Self-Hosting + Generous Cloud
One of your concerns might be vendor lock-in. Inngest addresses this:
- Self-hostable: Run the entire Inngest server on your own infrastructure
- Cloud with generous free tier: 25,000 function runs/month free, then predictable pricing
- No infrastructure management: Unlike BullMQ, you don't need to provision Redis
For Eden Stack's use case — a template that should work for startups and scale with them — this flexibility is perfect. Start with the free cloud tier, self-host when you need to.
When to Choose What
Choose BullMQ when:
- You already have Redis infrastructure and expertise
- You need maximum control over queue behavior
- You're building simple job queues without complex orchestration
- Your team prefers managing their own infrastructure
Choose Trigger.dev when:
- You want a modern DX without durability requirements
- You're building relatively simple background tasks
- You prefer their specific approach to task definition
Choose Inngest when:
- You're building AI-powered applications with long-running workflows
- Failure recovery and step-level retries are critical
- You want durable execution without managing infrastructure
- You need event-driven coordination across services
Why Eden Stack Uses Inngest
Eden Stack is designed for developers building production AI-native applications. The choice was clear:
- Durable execution — AI workflows need step-level reliability
- Event-driven architecture — Inngest's event system fits naturally with webhooks and service coordination
- Zero infrastructure — No Redis to manage, no workers to deploy
- Self-hosting option — No vendor lock-in when you need to scale
Combined with the rest of the stack — Elysia for the API, TanStack Start for the frontend — Inngest provides the missing piece for reliable background processing.

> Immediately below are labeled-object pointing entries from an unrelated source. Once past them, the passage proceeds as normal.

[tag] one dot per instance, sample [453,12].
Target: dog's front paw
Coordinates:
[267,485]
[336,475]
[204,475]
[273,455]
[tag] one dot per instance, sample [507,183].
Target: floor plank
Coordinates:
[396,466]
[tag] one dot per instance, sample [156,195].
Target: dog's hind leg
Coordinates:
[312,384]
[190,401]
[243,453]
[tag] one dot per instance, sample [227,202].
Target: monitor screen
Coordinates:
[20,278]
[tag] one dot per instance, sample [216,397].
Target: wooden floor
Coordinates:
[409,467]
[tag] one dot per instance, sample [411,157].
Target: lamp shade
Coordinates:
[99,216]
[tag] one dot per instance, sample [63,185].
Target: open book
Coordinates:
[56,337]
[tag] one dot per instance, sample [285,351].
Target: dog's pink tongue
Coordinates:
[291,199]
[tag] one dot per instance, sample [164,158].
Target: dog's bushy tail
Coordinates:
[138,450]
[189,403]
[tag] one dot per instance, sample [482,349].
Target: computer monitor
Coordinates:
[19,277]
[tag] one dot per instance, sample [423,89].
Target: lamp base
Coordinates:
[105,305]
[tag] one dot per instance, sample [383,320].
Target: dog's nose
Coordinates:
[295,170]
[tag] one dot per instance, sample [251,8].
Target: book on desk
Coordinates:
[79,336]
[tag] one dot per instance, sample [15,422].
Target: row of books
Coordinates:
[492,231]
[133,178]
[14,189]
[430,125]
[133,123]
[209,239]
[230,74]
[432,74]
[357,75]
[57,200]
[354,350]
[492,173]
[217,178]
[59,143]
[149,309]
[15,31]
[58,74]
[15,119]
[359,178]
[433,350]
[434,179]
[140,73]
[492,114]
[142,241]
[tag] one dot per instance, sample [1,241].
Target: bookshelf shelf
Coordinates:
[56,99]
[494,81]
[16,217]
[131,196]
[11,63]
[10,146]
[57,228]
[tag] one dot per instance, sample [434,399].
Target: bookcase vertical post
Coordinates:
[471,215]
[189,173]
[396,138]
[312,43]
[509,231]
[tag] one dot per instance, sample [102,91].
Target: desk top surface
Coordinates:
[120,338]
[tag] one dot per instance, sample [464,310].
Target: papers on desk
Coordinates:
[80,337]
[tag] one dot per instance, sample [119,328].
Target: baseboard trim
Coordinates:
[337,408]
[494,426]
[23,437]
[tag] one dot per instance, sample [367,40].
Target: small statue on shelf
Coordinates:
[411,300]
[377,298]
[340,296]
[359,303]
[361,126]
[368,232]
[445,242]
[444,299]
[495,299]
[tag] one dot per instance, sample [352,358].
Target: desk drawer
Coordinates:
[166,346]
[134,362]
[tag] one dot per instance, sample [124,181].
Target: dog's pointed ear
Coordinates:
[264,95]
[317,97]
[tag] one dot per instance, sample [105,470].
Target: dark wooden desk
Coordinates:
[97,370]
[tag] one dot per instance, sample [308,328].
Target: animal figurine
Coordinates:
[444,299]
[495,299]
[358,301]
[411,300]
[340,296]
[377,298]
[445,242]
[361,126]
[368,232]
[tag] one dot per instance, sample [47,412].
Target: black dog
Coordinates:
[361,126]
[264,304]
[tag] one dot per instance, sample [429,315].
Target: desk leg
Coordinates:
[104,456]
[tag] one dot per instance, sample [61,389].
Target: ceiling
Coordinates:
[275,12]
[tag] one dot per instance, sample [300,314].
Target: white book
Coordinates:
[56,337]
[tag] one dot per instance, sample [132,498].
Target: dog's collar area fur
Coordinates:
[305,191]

The result is a template where background jobs "just work." Send an event, define your function, let Inngest handle the rest. That's the developer experience Eden Stack aims to provide.
This post reflects my opinions after building production applications with multiple background job solutions. Your requirements may differ — BullMQ and Trigger.dev are both excellent tools for their intended use cases.